Porquê? Boyhood venceu nos Golden Globes, no Critics Choice e nos BAFTA e é filme mais querido do ano. Entendo as razões e estou ansiosa por ver este filme. No início achei que este prémio ia para American Sniper porque é o filme que a Academia adora e os americanos, em geral, adoram; faz deles heróis. Agora acho que se vai disputar a estatueta com alguém será com Birdman. Gostava que o vencedor fosse Whiplash pelas razões enumeradas no post anterior.

Melhor Realizador: Richard Linklater - Boyhood
Porquê?  Tal como na estatueta de Melhor Filme acho que este pode ser disputado entre Linklater e o realizador de Birdman - Alejandro González Iñárritu. Não tenho nenhuma preferência nesta categoria e só vi 2 dos 5 nomeados. No entanto apostaria em Linklater pelo seu projecto ambicioso de 12 anos e penso que é por essa mesma razão que a Academia irá entregar-lhe o prémio.

Melhor Actriz: Julianne Moore - Still Alice (Rosamund Pike - Gone Girl)
  Porquê? Mais uma vez vou pela opinião comum de que Julianne Moore vai ganhar com o seu papel em Still Alice e também porque saiu vencedora de todas as cerimónias que precederam os Óscares. No entanto estou a torcer para que a estatueta vá com Rosamund Pike em Gone Girl que interpreta magistralmente o seu papel; o filme é dela!

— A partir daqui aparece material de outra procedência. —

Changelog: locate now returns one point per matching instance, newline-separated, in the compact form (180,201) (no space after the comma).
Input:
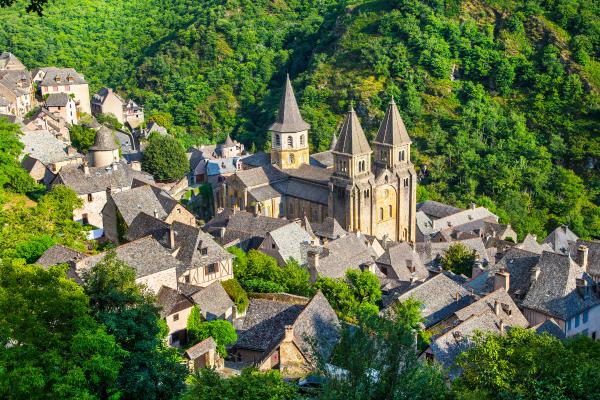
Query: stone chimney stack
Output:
(502,280)
(171,237)
(582,257)
(289,333)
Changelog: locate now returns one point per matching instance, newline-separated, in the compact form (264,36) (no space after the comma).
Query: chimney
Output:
(171,237)
(502,280)
(289,333)
(314,255)
(477,269)
(582,257)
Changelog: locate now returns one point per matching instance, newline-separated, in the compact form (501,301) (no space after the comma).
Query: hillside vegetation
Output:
(500,96)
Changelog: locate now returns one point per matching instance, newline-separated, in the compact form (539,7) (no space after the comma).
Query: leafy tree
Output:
(252,384)
(237,294)
(165,159)
(51,345)
(12,176)
(380,361)
(82,137)
(525,365)
(221,331)
(458,259)
(151,368)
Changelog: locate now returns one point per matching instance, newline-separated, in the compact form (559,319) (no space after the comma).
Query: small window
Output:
(212,269)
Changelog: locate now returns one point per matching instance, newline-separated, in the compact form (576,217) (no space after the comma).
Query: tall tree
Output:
(151,370)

Melhor Actor: Eddie Redmayne - The Theory of Everything (Eddie Redmayne - The Theory of Everything)
Porquê? Para todos aqueles que viram o filme é fácil perceber porque acho que ele vai vencer e porque quero que ele vença. Não tenho mais comentários a fazer nesta categoria. Desempenho perfeito!

Melhor Actriz Secundária: Patricia Arquette - Boyhood
Porquê? Para ser sincera nenhum desempenho das actrizes nomeadas nesta categoria me fez querer dar-lhes um Óscar, não há nenhuma interpretação que me tivesse ficado na memória. Estiveram todas bem, só bem. Nada de extraordinário. Ainda assim vou pela opinião comum e acho que Patricia Arquette vai levar a estatueta.

Melhor Actor Secundário: J.K. Simmons - Whiplash (J.K. Simmons - Whiplash)
Porquê? Uma prestação intensa e muito boa de J.K. Simmons e por isso acho que o Óscar não pode ser entregue a mais ninguém. No entanto dava uma menção honrosa ao "meu querido" Edward Norton!

Melhor Argumento Adaptado: The Imitation Game por Graham Moore; Whiplash por Damien Chazelle
Porquê? É a categoria que me suscita mais dúvidas e fica bem entregue a qualquer um dos dois, no entanto a minha preferência pende ligeiramente para Whiplash; mas acho que será The Imitation Game a sair vencedor.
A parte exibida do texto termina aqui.